Non-typhoidal Salmonella (NTS) are a common global health concern in human and veterinary medicine. Whereas healthy adults usually suffer from self-limiting gastroenteritis, children younger than 5 years are at increased risk for systemic distribution, often leading to severe and potentially life-threatening conditions. After oral uptake, NTS secrete a variety of effector proteins encoded by Salmonella Pathogenicity Islands (SPIs) to overcome the epithelial barrier in the intestine. In previous studies, we identified SPI2 effectors as essential for epithelial evasion and subsequent systemic dissemination in the neonate host.

Goals

Our objective is to attain a deeper understanding of egress mechanisms, selection processes as well as potential bottleneck identification during NTS pathogenesis.

Materials and Methods

Wild-type isogenic tagged strains (WITS), either in a wt NTS or SPI2-deficient background, are orally applied to newborn mice in accordance with our previously established neonatal infection model.

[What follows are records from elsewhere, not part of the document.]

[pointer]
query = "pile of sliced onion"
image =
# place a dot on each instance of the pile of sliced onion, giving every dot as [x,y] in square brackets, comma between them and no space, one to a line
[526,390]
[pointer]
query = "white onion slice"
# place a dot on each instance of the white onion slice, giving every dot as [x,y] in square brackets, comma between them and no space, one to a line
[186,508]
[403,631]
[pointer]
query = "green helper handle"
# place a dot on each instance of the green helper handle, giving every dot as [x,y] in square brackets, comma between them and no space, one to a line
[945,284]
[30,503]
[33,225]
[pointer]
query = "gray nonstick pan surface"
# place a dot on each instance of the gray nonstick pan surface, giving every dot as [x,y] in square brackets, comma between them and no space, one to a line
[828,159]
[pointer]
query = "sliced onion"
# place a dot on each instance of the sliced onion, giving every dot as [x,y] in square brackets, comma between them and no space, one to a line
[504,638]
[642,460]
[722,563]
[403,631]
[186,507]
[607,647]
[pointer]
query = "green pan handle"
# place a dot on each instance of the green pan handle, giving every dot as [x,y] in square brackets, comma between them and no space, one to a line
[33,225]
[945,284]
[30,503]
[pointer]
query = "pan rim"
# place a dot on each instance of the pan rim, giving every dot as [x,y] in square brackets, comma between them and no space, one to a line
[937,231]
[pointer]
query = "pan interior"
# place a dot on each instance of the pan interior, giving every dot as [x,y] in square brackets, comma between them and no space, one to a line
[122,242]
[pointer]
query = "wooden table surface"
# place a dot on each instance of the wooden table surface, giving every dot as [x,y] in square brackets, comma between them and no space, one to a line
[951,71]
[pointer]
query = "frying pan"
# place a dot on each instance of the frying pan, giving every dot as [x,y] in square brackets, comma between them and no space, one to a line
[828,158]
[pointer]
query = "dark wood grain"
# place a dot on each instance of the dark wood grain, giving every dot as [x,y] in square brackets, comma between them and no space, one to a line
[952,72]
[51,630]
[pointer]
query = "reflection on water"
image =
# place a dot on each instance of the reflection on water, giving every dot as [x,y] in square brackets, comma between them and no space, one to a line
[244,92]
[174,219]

Tissue was harvested at 2 or 4 days post infection (dpi) and sequence abundance comparison of populations isolated from distinct organ compartments within the same host allow us to draw conclusions of disseminative pathways.

Results

Intestinal inflammation imposed a bottleneck in wt-infected animals in the small intestine. A few founder bacteria reach systemic compartments after oral uptake independent of SPI2. However, wt bacteria successfully transmigrate the intestinal epithelium and disseminate to systemic sites. Consequently, bacterial loads in liver tissue of wt-infected neonates increased between 2 and 4 dpi, whereas SPI2-deficient bacterial loads remained similar. Sequencing revealed an assimilation of subpopulations at systemic sites compared to bacteria isolated from the intestine within 4 days in the wt background. In contrast, subpopulations in systemic organs and gut of the same host infected with SPI2-deficient WITS display low similarities.

Summary

Epithelial transmigration is the source of the majority of bacteria isolated from systemic site dependent on SPI2 effector proteins.